I went back to tell President Conley I wanted to be baptized. But he was in Salt Lake City. Thinking that only the branch president had the authority to baptize, I left, intending to return a week later.

During that week, Satan placed another stumbling block in my path—more doubts. “Do I have to start all over again?” I wondered. After struggling with my doubts for three days, I started reading a book President Conley had given me—Truth Restored, by President Gordon B. Hinckley. As I did, the Spirit, which had borne witness to me of the truthfulness of the Book of Mormon, also bore witness to me that The Church of Jesus Christ of Latter-day Saints was the Lord’s true church.
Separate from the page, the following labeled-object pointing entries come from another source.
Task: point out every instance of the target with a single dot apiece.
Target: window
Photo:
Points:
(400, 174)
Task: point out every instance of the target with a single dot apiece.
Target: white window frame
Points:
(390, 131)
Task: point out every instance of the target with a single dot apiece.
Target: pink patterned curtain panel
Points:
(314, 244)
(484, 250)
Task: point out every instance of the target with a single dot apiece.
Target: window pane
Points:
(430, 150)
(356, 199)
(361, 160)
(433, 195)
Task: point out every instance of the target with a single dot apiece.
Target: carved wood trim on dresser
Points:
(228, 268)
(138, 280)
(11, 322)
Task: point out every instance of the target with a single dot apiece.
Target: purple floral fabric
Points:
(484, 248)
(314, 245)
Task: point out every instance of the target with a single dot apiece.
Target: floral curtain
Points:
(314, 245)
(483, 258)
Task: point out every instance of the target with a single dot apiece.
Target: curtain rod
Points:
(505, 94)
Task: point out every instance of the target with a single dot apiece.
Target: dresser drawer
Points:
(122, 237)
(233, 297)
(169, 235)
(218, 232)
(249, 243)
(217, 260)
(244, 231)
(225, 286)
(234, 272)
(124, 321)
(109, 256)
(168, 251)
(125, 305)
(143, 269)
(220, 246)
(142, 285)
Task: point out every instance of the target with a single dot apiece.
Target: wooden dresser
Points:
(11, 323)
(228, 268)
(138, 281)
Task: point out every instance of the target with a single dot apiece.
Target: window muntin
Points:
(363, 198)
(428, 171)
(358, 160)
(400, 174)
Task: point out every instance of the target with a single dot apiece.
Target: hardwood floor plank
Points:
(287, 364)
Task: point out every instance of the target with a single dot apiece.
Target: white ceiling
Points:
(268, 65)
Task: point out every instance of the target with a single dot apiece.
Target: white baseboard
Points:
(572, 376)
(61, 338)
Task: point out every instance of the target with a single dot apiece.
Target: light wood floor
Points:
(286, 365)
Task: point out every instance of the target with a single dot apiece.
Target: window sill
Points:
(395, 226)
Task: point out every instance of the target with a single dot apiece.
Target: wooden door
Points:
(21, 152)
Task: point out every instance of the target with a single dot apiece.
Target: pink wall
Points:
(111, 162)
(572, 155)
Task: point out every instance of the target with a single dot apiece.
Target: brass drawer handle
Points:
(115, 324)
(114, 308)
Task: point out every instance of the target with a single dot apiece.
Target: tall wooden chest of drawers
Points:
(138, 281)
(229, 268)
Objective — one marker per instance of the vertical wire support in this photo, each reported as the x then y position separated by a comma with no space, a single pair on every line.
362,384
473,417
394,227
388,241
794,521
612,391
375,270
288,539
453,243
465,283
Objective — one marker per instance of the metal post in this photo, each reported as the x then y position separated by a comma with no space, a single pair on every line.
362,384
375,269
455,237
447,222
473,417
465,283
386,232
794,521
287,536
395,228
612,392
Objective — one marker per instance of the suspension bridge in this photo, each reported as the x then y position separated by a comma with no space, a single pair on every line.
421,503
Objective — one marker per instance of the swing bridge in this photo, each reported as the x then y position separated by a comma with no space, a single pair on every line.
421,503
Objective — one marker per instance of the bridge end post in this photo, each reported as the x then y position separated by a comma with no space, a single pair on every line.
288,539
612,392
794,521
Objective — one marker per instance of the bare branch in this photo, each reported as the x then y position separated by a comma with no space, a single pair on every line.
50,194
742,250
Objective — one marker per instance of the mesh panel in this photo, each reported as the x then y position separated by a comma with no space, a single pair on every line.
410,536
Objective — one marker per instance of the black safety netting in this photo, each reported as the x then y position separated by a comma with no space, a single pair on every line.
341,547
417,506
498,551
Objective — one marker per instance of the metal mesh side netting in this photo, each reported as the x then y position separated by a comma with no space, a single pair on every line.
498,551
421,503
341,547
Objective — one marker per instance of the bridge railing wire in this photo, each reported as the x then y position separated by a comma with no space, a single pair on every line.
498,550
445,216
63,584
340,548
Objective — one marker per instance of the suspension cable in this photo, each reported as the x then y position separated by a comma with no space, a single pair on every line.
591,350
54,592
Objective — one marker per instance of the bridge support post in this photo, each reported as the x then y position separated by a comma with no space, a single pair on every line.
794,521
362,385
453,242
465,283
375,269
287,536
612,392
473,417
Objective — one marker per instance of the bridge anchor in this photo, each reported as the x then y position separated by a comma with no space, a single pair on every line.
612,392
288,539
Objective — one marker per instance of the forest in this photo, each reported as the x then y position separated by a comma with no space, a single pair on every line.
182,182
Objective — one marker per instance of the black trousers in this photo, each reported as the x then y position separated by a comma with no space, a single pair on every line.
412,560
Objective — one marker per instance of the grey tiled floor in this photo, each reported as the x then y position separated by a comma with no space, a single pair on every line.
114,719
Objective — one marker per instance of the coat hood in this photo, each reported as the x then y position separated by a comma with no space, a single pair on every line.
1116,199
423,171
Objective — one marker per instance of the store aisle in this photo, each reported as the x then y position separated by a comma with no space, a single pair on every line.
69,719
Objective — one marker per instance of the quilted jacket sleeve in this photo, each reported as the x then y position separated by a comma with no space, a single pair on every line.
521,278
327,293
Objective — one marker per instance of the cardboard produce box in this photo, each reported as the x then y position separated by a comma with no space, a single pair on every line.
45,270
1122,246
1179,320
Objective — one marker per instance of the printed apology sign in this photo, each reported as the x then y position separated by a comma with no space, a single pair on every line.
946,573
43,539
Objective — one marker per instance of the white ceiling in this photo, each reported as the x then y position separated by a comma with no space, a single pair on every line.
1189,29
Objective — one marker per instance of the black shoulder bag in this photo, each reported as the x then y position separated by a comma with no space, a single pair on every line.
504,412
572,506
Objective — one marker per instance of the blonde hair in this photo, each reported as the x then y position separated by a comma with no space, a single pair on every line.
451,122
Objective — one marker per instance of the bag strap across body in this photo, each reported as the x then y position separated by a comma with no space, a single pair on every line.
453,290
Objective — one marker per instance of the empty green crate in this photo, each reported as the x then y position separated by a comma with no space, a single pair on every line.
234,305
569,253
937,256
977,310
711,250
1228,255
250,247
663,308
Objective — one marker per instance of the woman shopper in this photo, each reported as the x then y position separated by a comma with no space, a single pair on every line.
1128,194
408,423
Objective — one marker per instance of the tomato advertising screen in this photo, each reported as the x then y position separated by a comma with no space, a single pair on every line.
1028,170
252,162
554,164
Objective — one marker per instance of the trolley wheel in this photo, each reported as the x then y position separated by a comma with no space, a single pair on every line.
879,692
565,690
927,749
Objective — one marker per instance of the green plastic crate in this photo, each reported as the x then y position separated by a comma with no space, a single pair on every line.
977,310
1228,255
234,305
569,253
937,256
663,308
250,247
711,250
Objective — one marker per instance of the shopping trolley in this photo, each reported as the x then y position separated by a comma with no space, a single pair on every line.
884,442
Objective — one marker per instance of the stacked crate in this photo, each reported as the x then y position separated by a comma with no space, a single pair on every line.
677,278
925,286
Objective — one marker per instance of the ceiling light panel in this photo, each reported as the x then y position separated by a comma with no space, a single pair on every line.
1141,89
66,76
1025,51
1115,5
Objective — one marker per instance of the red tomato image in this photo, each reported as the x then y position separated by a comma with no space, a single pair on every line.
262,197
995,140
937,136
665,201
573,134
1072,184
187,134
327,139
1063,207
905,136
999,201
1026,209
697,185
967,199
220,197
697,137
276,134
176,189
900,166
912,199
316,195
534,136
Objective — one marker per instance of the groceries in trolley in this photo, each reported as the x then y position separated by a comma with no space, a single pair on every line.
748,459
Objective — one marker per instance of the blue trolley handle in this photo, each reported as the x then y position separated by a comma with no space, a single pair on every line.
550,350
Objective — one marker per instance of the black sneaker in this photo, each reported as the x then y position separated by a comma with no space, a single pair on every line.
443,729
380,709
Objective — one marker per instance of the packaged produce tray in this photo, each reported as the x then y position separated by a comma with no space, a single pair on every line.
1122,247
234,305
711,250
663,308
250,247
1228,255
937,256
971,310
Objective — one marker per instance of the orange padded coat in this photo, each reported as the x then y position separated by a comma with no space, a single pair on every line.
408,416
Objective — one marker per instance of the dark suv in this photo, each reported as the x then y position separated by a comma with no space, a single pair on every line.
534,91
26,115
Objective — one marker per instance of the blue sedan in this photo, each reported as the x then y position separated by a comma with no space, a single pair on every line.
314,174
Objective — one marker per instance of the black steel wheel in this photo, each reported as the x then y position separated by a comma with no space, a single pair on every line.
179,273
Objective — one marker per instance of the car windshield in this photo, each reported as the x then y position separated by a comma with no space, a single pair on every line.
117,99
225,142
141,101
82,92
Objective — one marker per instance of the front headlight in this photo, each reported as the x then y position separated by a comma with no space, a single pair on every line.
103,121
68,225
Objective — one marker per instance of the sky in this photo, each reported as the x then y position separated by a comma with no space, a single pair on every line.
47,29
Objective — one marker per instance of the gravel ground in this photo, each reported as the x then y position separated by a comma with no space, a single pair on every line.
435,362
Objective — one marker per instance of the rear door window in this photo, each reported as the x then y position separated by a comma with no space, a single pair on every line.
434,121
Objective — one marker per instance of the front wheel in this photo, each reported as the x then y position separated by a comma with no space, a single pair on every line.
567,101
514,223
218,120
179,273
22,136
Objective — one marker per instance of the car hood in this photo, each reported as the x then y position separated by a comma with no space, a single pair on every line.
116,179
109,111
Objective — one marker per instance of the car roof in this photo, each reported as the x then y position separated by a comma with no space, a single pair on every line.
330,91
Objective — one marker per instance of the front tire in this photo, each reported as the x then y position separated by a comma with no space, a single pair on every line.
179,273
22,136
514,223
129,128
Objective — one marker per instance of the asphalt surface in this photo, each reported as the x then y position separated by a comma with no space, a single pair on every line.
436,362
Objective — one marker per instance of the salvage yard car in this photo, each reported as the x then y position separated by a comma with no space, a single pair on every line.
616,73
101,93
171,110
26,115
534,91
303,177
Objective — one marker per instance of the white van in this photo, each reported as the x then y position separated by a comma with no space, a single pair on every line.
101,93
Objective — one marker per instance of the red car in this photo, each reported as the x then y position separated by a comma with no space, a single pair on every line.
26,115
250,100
When President Conley returned from Salt Lake City, I told him I wanted to be baptized. As we drove to Gilmer, Texas, for my baptism on 19 October 1970, I asked him, “Do I understand correctly from what I have read in the scriptures that just because I’m being baptized, I’m not saved, but that I have to endure to the end?”

He said, “That’s exactly right.”

I cried all the way to my baptism. I felt very strongly that the Church was true. After baptism, I felt it ten times more strongly.

Many times after, I wondered, “Why me? Why do I know the truth while many good Christian people don’t?” And a scripture always came to my mind, “Seek, and ye shall find; knock, and it shall be opened unto you” (Luke 11:9).

Several weeks after I was baptized, I had the privilege of receiving a witness of the Holy Ghost once again, stronger than before. One morning at about 3:00 A.M., I sat up in bed with tears streaming down my face. The Holy Ghost was bearing such a powerful witness to me of the truthfulness of the Book of Mormon and of the Church that I felt like saying, “Please, Lord, no more, no more. I know it’s true.”

I do know with all my heart and soul that the Book of Mormon is true. It led me to the living God, to his Son Jesus Christ, and to his church guided by a living prophet.

  • Clifford E. Coleman is a member of the Midland Third Ward, Odessa Texas Stake.